Avec Juste être un homme, Craig Davidson revient sur un de ses sujets favoris, la boxe. Mais tout comme les nouvelles de Un goût de rouille et d'os, Juste être un homme va beaucoup plus loin et explore les recoins les plus sombres de la psyché masculine à l'aune d'un siècle qui tend à niveler notre appartenance à un genre et une identité sexuelle.
Juste être un homme pose donc cette question toute bête : C'est quoi un homme aujourd'hui ? Est-ce un mastard autoritaire fan de foot ou de rugby agrippé à sa virilité par peur de ne pas assurer et de ne pas être assez masculin ? Est-ce un être sensible, intelligent et profond mais qui s'effondre dés qu'il doit faire face à la moindre responsabilité ou à un problème qui n'est pas d'ordre intellectuel ? Un peu des deux ? Plus que ça ? Ou rien de tout ça ? Les hommes doivent-ils - et peuvent-ils - se comparer à leurs parents et leurs grands-parents, dans ce domaine ? Les personnages de Craig Davidson, si ce n'est Craig Davidson lui-même, se posent semble-t-il souvent ses questions.
Une difficile renaissance
Projetés dans un univers qui n'est pas le leur (mais « on ne peut pas éternellement vivre dans une bulle » comme le dit l'un des protagoniste du roman), les « hommes » de Craig Davidson perdent le contrôle et s'égarent pour finalement s'abandonner à leur destin et tenter une difficile renaissance.
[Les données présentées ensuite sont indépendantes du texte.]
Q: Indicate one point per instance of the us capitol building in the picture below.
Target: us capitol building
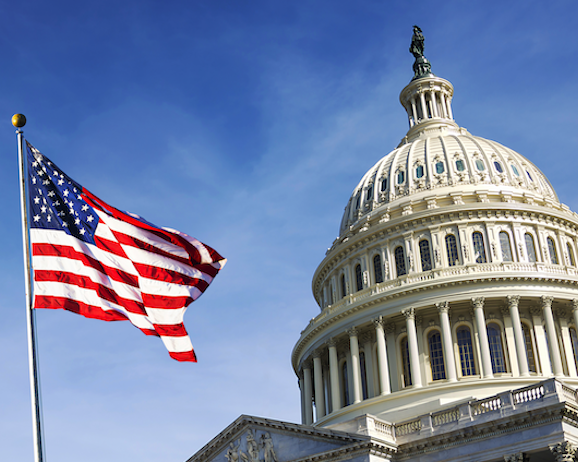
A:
(449, 310)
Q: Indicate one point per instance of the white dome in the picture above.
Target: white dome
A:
(447, 223)
(439, 159)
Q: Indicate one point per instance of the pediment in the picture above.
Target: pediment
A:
(254, 439)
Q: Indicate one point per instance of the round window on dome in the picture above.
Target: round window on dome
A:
(383, 184)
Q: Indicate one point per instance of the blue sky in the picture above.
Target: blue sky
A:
(246, 125)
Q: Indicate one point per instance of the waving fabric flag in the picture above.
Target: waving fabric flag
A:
(100, 262)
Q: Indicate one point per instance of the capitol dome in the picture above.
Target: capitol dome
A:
(453, 278)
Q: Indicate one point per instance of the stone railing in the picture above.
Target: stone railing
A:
(472, 411)
(442, 273)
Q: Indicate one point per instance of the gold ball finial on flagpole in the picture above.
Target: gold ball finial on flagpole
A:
(18, 120)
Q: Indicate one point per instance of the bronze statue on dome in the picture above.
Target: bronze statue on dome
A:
(421, 66)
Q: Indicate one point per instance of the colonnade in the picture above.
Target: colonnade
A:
(323, 383)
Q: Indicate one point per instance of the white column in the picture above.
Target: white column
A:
(510, 350)
(413, 348)
(355, 372)
(434, 104)
(443, 309)
(449, 106)
(543, 355)
(423, 106)
(308, 395)
(478, 303)
(513, 301)
(334, 375)
(414, 111)
(368, 353)
(390, 332)
(552, 336)
(318, 386)
(382, 372)
(566, 342)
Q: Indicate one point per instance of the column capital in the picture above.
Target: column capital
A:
(443, 307)
(366, 337)
(513, 300)
(389, 328)
(563, 452)
(478, 302)
(409, 313)
(378, 322)
(547, 301)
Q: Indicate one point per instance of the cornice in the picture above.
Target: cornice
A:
(357, 240)
(331, 315)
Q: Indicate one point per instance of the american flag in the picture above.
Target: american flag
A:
(97, 261)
C'est le cas de Paul Harris, jeune homme issu de la classe aisée de Niagara Falls, qui fait preuve de condescendance envers un habitué d'un bar de nuit et se voit sauvagement roué de coup.
Brutalement acculé au fait d'être « un homme » il décide d'apprendre à se défendre et s'engage dans des combats de plus en plus brutaux. Rob Tully quant à lui doit apprendre à survivre dans les quartiers les plus durs de la ville depuis sa plus tendre enfance. Initié à la boxe par son père dés son plus jeune âge, il n'en peut plus et veut raccrocher à Foix.
Des protagonistes qui font l'apprentissage de la violence dans la douleur, pas de doute, nous sommes dans un roman de Craig Davidson. Pourtant, si Paul et Rob sont destinés à se rencontrer et à s'affronter, ces deux personnages font bel et bien le chemin inverse, puisque l'un veut s'endurcir pour être capable d'affronter la violence du monde et l'autre, qui l'affronte depuis sa prime jeunesse et sait qu'elle rime souvent avec misère sociale et familiale, est prêt à tout pour s'en éloigner.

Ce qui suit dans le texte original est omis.